As MST Marquee’s analyst put it, the scale of the IEA’s reserve release suggests policymakers do not expect the conflict to end quickly. And when those reserves are eventually refilled, that could keep oil prices under pressure for longer.
🔦 Some other things we’re shining the Spotlight on:
ATLASSIAN CUTS 1,600 JOBS: Australia’s software giant (NASDAQ:TEAM) is trimming 10% of its global workforce, including about 480 roles in Australia. CEO Mike Cannon-Brookes says the restructure will fund a bigger push into AI, including Atlassian’s new platform Rovo and expanded enterprise sales. The shift reflects a bigger challenge. Atlassian’s per-seat model for tools like Jira and Confluence faces pressure as AI agents start doing work that once required human users. The market has noticed. Shares are down about 50% this year and nearly 80% from their 2021 peak of $US458. The AI revolution is now eating its own.
TPG EYES AN EXIT FROM FUNLAB: Private equity firm TPG is preparing to sell Funlab, the company behind Strike Bowling and Holey Moley. After backing the business during the pandemic, the investment has paid off as experiential entertainment bounced back strongly. UBS has been appointed to run a sale process expected to start later this year. For TPG, it could be a strategic window to cash in.
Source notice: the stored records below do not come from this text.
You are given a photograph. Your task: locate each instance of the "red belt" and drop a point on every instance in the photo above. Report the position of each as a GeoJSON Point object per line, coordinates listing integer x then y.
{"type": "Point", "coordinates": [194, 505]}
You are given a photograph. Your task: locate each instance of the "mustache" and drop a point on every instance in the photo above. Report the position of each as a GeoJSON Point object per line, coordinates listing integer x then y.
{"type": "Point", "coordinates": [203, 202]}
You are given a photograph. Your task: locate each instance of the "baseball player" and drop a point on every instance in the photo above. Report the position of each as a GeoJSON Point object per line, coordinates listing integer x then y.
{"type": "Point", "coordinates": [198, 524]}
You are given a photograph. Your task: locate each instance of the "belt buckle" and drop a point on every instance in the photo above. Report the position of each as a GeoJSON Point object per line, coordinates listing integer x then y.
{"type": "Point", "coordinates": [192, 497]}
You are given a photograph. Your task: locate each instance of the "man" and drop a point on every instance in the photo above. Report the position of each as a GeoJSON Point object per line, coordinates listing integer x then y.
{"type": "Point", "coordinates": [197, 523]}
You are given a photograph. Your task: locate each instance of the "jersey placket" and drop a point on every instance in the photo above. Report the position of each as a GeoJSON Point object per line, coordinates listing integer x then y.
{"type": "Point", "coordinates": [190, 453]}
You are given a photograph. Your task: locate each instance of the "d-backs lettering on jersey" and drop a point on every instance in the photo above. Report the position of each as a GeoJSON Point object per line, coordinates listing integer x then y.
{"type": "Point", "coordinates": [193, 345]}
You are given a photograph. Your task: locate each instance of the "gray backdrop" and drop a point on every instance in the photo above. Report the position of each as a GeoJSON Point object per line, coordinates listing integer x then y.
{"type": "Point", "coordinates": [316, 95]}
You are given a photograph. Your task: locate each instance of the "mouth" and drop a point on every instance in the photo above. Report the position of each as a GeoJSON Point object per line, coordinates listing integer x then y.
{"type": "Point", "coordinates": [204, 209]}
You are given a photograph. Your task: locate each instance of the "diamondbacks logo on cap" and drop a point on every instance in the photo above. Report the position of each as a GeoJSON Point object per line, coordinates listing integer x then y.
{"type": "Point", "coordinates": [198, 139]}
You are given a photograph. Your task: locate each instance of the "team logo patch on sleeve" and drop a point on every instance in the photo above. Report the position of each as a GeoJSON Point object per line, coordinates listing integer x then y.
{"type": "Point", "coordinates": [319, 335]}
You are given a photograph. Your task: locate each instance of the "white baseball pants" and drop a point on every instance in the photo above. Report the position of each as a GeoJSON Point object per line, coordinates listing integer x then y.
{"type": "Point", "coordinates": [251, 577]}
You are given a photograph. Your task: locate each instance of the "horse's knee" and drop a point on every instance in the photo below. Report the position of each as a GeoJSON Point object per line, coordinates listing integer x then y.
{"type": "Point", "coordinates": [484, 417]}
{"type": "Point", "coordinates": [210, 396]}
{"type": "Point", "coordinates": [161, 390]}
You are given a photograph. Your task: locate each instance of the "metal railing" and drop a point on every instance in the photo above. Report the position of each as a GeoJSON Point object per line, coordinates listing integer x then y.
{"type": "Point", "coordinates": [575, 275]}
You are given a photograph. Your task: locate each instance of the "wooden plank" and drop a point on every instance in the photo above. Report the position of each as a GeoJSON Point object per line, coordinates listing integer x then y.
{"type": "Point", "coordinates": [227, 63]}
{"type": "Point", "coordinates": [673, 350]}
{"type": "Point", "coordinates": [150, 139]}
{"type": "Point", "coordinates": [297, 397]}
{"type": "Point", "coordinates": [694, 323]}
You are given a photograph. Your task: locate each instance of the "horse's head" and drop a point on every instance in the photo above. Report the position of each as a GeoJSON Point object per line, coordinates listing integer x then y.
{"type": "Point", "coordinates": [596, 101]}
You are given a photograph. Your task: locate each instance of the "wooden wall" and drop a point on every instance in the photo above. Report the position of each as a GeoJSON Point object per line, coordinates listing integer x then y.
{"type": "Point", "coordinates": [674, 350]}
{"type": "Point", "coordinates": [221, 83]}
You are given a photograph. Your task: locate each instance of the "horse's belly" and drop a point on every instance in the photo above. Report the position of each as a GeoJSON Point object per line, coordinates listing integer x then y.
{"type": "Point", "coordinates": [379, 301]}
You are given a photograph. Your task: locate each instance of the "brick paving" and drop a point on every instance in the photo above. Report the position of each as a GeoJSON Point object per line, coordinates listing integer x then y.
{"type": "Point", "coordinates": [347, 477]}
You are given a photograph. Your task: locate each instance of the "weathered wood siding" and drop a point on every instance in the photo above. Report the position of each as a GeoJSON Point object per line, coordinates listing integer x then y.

REVOLUT FINALLY GETS ITS UK BANKING LICENCE: After five years of waiting, Revolut is now a fully licensed bank in the UK. The fintech, valued at US$75 billion and backed by Nvidia, can now offer full lending products and deposit protection of up to £120,000 under the UK’s Financial Services Compensation Scheme. CEO Nik Storonsky says a US banking licence is next. For traditional banks, the competition from a fully regulated digital player just got stronger.